Am Neuen Markt fallen die Kurse. Firmen in Boomsektoren machen Millionenverluste. Seit dem Frühjahr sank Aktienindex von 8.000 auf fast 4.000 Punkte

HAMBURG taz/rtr ■ Der Neue Markt taumelt. Gestern verlor sein Gesamtindex über fünf Prozent an Wert, ein Verlust von mehr als 17 Milliarden Mark. Beobachter erwarten weitere Kursstürze. Schon am Freitag waren die Kurse von musicmusicmusic und Gigabell über 25 Prozent abgesunken. Bereits im Frühjahr hatte es heftig gekriselt. Seither sackte der Neue-Markt-Index von über 8.000 auf gestern Nachmittag 4.289 Punkte ab.

Bis dahin hatte der Neue Markt jedoch geboomt. Mit der Schaffung dieses neuen Börsensegments im März 1997 schienen sich zunächst alle Anlegerträume zu erfüllen. Aus den anfänglich zwei Aktien, die notiert wurden, sind inzwischen 318 geworden.
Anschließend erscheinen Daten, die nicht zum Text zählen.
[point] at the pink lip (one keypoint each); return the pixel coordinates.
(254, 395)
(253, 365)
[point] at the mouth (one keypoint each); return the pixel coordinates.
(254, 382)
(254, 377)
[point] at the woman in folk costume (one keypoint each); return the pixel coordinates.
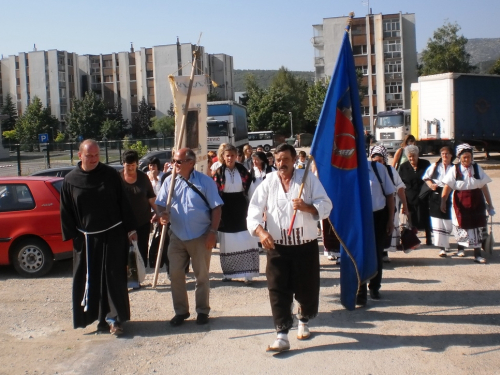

Die Emissionen im Gründungsjahr erreichten in den ersten zwölf Monaten ihres Börsendaseins ein durchschnittliches Plus von über 350 Prozent, Spitzenreiter ist bis heute das Medienunternehmen EM.TV mit einem Plus von mehr als 3.000 Prozent in einem Jahr.

Im selben Zeitraum stieg der traditionellere Dax „nur“ um 19 Prozent. Aber schon damals warnte beispielsweise die Deutsche Bank (vergeblich), dass der Neue Markt „nur Renditechancen für Schwindelfreie bietet“. Die Spekulationsblase wuchs, das Traumwort hieß Internet. Mittlerweile ist die elektronische Datenautobahn ein rotes Tuch für Analysten. Fast alle Firmen blieben den Nachweis schuldig, mit Internetanwendungen wirklich Geld verdienen zu können. Statt Klasse zog der Neue Markt Masse an: Allein im vergangenen Jahr feierten 132 Neulinge ihr Börsendebüt. Dazu beigetragen haben die im Gegensatz zum klassischen „Amtlichen Handel“ gewollt laschen Zugangsbedingungen.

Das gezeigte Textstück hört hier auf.